The family of Scott Amedure and Fieger blamed the industry for what they believed was an ambush - Scott's killing by Jonathan Schmitz three days after they appeared on a program about about same-sex crushes on "The Jenny Jones Show."

Schmitz was convicted of second-degree murder and sentenced to 25-50 years in prison.

But the Amedures tried to exact a measure of satisfaction from the show and its media giant distributor, Warner Bros.

For four years, Fieger and attorneys for the show battled to see if the case would even go forward. The key issue was whether the show had a duty to protect Scott three days after the show. Was it reasonably foreseeable that Schmitz would kill Scott because of the show?

The show said no.

But the Court of Appeals and the Supreme Court - in pretrial rulings - seemed content to let the case proceed to trial and to a jury.
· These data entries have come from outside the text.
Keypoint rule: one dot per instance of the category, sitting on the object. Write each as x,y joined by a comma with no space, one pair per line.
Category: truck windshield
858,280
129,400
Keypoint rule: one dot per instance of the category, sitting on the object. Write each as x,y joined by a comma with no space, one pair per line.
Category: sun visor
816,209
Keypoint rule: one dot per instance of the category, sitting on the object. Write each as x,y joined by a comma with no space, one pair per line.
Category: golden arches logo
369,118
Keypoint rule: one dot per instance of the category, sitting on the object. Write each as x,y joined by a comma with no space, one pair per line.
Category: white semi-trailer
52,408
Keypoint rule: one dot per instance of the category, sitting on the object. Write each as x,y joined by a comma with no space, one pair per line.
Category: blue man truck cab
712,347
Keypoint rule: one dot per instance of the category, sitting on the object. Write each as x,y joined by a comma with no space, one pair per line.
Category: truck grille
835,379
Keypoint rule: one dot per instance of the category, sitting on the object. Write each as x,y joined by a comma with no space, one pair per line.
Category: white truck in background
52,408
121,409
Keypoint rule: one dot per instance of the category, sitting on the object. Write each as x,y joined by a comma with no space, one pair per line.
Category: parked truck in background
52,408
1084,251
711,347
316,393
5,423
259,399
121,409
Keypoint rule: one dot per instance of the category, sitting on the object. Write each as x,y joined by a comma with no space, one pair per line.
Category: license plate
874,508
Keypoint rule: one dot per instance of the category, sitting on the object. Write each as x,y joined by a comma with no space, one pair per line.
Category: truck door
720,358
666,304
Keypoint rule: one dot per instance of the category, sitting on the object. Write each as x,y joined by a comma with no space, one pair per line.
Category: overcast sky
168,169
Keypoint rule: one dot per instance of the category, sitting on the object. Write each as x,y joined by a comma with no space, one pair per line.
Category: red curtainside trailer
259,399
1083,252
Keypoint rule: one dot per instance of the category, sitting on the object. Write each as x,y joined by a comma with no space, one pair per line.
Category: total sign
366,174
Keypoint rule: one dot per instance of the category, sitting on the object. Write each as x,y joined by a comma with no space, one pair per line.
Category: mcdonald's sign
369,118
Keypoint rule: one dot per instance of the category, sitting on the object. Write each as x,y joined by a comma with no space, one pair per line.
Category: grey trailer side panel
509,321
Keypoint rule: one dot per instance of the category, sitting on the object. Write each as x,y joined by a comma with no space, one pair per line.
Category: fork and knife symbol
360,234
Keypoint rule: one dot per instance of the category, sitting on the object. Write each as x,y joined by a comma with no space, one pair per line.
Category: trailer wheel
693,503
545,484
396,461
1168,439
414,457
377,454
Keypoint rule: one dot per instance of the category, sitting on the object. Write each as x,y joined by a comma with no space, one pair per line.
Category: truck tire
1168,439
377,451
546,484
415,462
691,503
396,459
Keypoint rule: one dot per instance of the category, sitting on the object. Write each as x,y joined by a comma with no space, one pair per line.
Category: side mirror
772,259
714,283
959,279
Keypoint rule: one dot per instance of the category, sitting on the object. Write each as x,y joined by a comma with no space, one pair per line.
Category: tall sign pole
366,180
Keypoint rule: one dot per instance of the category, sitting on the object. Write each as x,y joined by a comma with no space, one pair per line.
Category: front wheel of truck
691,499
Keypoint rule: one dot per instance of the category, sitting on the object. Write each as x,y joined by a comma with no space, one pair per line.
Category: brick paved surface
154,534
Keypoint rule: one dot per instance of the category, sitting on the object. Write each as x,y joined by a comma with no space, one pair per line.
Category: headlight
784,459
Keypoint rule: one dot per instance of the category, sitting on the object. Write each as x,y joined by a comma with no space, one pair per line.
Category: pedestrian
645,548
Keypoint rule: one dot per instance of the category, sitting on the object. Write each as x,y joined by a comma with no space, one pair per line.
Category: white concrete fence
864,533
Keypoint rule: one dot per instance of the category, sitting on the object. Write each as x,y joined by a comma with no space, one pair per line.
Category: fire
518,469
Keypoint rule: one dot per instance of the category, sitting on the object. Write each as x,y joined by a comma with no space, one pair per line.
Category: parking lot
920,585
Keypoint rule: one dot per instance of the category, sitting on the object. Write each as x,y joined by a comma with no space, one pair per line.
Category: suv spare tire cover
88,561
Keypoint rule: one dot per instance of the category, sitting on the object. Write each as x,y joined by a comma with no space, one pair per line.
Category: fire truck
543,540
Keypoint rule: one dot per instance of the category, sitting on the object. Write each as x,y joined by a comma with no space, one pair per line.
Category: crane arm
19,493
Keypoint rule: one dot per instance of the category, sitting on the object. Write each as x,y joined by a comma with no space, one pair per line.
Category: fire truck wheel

"The panel that denied leave said, 'This isn't even close,' or they wouldn't have let this go to trial," said Johnson, who worked on the case for a year and a half before trial.

"Do you think they would have let this go to trial?"

In a 2-1 decision, the appellate court struck down the award.

Johnson and Fieger contend that only after the verdict came in did a different appeals court panel take an interest in case.

Attorney James P. Feeney,who represented the show, said the appeals court frequently turns down pretrial challenges without ruling on the merits of the claim.

The appeals court and its boss did exactly what it should have done, Feeney said.

Fieger's firm was left withlittle more than the taste of a monstrous legal bill it ate for the Amedure's case.

The Amedures have nothing but an aching bitterness and wonderment about whether they really got their day in court.

"You have a right to a jury trial - or do you?" Johnson said. "They are disappointed and let down by the entire judicial system. They feel like they've been victimized a second time."